The rally continued on Friday as the historic oil cuts that OPEC+ announced during the previous month, took effect and Norway also announced production cuts of 250 million barrels/day. Donald Trump gave an ultimatum on Saudi Arabia demanding further oil production cuts. Specifically he demanded the resolution of the price war with Russia stating “cut oil supply or lose US military support”, something that pushed prices even higher. WTI managed a weekly gain of 16.29% at $19.70 while Brent gained 24.11% at $26.61.
The U.S. Energy Information Administration (EIA) stated on its weekly report that Natural Gas (NG) supply is down due to various reasons. Since the start of 2020, active rigs are lower 31% and 54% down comparing to the same period last year. Additionally, NG domestic inventories were lower than expected (43 bcf actual vs 68 forecast) for the previous week giving a boost in prices and therefore justifying the 1% lower supply comparing to the previous week according to IHS Markit. Moreover, the production decline can be is a reality mainly due to the lower oil prices which forces many NG rigs to close down. Prices are also getting a boost as the Canadian rigs may close for spring maintenance. On the demand side, the continuing lockdowns are pushing consumption 3.8% lower. The NG future contract for June 2020 managed a 7.90% weekly surge settling at $1.884 MMbtu.

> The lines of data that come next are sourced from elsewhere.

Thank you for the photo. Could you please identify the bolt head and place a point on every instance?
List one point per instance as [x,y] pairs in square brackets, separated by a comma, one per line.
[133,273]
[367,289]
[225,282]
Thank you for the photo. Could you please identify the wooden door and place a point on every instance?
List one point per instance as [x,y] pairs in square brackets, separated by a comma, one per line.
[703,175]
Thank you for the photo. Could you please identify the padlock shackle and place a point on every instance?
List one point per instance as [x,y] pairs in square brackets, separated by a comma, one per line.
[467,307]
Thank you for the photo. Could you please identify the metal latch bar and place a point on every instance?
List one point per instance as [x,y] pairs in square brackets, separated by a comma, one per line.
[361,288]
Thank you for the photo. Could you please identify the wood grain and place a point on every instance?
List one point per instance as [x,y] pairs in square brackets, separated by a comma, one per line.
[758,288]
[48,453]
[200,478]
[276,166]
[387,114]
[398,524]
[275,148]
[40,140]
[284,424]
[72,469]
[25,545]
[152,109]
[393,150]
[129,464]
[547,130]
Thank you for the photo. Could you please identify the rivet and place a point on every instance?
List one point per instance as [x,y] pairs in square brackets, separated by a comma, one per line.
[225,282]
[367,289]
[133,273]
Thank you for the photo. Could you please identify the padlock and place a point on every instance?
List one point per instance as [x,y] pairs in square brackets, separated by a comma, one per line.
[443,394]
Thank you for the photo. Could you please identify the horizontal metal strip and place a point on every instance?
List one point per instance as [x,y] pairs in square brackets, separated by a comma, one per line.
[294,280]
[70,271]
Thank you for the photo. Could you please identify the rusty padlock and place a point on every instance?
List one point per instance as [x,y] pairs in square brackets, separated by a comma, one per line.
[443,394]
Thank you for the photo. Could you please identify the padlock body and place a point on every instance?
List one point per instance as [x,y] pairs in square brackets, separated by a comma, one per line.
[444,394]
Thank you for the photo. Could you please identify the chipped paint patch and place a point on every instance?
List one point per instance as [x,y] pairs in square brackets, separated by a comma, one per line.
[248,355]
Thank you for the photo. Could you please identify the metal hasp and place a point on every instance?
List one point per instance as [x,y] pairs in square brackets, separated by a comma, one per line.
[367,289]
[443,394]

The yellow metal was up in Monday mainly due to the fact the BoJ announced that the stimulus package to combat the COVID-19 pandemic is going to be expanded, by buying unlimited amount of bonds. Gold rose $1,739.60 (+0.23%). Even though the positive sentiment at the staring of the week, facts from Europe and the U.S. later, brought risk back on the table and thus gold was down again. Both U.S. and various European countries are planning to lift lockdowns and reopening their economies. Additionally, policy meetings in both ECB and the Fed kept trading at relatively low volumes. Gold was down at $1,725.30 (-0.6%) eliminating any earlier gains. A combination of good news during the week for the stock market like Fed’s additional stimulus and Gilead’s progression on the COVID-19 treatment sent gold at $1,678.55 (-4%, since Monday) on Friday. On Friday, with most od European countries on not trading due to Labor Day, trading was thinner. Moreover, Trump announced additional forthcoming tariffs on Beijing because of the mismanagement and the misinformation on the COVID-19 pandemic, pushing gold higher, at $1,710.25. Gold managed showed weekly losses of 1.46%.